Environmentalists Should Stop Self-Defeating War on Clean Alternative Energy

FROM-National Policy Analysis
by Caroline May

Environmentalists are engaged in a misguided legislative battle against a drilling method that increases our reserves of natural gas - an environmentally sound and economical energy source.

According to a report by the Potential Gas Committee (PGC), drilling innovations such as hydraulic fracturing (or hydrofracking) have increased the amount of retrievable natural gas resources in the U.S. by 35% since its last report was issued in 2006.1

The PGC's estimated gas reserves of 2.07 quadrillion cubic feet - the equivalent of 350 billion oil barrels, an amount equal to Saudi Arabia's known energy reserves - could help reduce America's dependence on foreign oil.2

A 2008 Pennsylvania State University study estimated that in the next ten years the development and retrieval of these vast natural gas reserves with hydrofracking would create 100,000 new jobs and provide America with clean energy worth upwards of $1 trillion.3

Even environmentalists recognize the benefits of increased use of natural gas, which emits roughly 30% less carbon dioxide than oil for each unit of energy produced.4 As Carl Pope, President of the Sierra Club, wrote in support of this fossil fuel, "We can produce cleaner, lower carbon, cheaper domestic fuels -- it's called natural gas."5

Nevertheless, liberals in both houses of Congress have been pushing legislation that would subject the hydrofracking process to onerous new regulation.6,7

In June, Rep. Daina DeGette (D-CO), Rep. Maurice Hinchey (D-N.Y.), and Rep. Jared Polis (D-Colo) introduced the "Fracturing Responsibility and Awareness of Chemicals Act" ("FRAC Act"). That same month Sen. Bob Casey, (D-PA.), and Sen. Chuck Schumer, (D-NY) introduced a companion bill on the Senate side.8

The "FRAC Act" would amend the Safe Drinking Water Act's provision pertaining to underground injection to include hydrofracking and require companies employing hydrofacking to publicly disclose the trade-secret chemicals involved in the process.9

Proponents of the measure argue that hydrofracking, which entails sending a mixture of water, sand, and chemicals underground to release the natural gas below the surface, causes water pollution and poses a health risk to nearby population.10

Liberals have used the energy giant Halliburton's investment and interest in the technology as way to rally their base - which has long demonized the company.

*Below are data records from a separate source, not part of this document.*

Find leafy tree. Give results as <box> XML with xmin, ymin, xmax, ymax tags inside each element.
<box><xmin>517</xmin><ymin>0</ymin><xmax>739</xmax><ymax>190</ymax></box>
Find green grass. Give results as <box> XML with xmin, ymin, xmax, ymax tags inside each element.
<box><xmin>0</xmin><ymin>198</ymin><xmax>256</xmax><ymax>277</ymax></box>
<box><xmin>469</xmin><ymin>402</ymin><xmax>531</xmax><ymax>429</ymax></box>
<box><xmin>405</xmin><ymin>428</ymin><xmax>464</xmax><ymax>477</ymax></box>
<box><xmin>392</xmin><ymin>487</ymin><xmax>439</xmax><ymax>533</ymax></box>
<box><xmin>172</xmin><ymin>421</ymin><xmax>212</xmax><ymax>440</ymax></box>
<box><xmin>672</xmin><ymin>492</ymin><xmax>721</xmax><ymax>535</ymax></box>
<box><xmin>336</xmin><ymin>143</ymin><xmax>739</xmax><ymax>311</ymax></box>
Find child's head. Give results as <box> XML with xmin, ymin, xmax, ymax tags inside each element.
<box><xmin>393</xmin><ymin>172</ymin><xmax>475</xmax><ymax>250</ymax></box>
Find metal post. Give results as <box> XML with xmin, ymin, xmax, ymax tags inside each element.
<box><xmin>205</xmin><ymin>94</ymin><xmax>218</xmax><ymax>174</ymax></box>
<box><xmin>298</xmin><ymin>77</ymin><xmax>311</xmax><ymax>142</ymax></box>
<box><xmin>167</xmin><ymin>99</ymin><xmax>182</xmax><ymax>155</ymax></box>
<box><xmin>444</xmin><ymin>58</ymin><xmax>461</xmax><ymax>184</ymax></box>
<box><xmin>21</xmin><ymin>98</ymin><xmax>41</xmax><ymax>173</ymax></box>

They point to a provision in the 2005 energy bill – dubbed by critics as the "Halliburton loophole" - that stripped the Environmental Protection Agency of its power to regulate hydrofracking facilities as evidence of chicanery at the hands of then-Vice President Dick Cheney (former CEO and chairman of the company from 1995-2000).11

But hydrofracking is not the destructive process environmentalist would have the public believe. It has been in existence and undergone extensive development and studies since 1940, when Halliburton invented the ground-breaking gas extraction method.12

According to a 2004 EPA study, there have been "…no confirmed cases that are linked to fracturing fluid injection into coal bed methane (CBM) wells or subsequent underground movement of fracturing fluids. Further, although thousands of CBM wells are fractured annually, EPA did not find confirmed evidence that drinking water wells have been contaminated by hydraulic fracturing fluid injection into CBM wells."13

Dr. Bernard L. Weinstein of Southern Methodist University explained, "All but one percent of the fracturing mixture is made up of water and sand, so the small amount of chemicals and additives is well diluted."14

Industry is capitalizing on the great potential of hydrofracking, but the "FRAC Act" could put the process at risk in the future.

Exxon Mobil announced last December plans to purchase the natural gas conglomerate XTO Energy in a deal worth about $41 billion.15 Included in the contract, however, was an exit clause voiding the acquisition if Congress enacts a law that outlaws hydrofracking or makes it "commercially impracticable."16

Instead of subsidizing impractical alterative energy schemes, Congress should advance the one alternative energy source that is both clean and economically viable: natural gas.

It can do so by simply getting out of the way.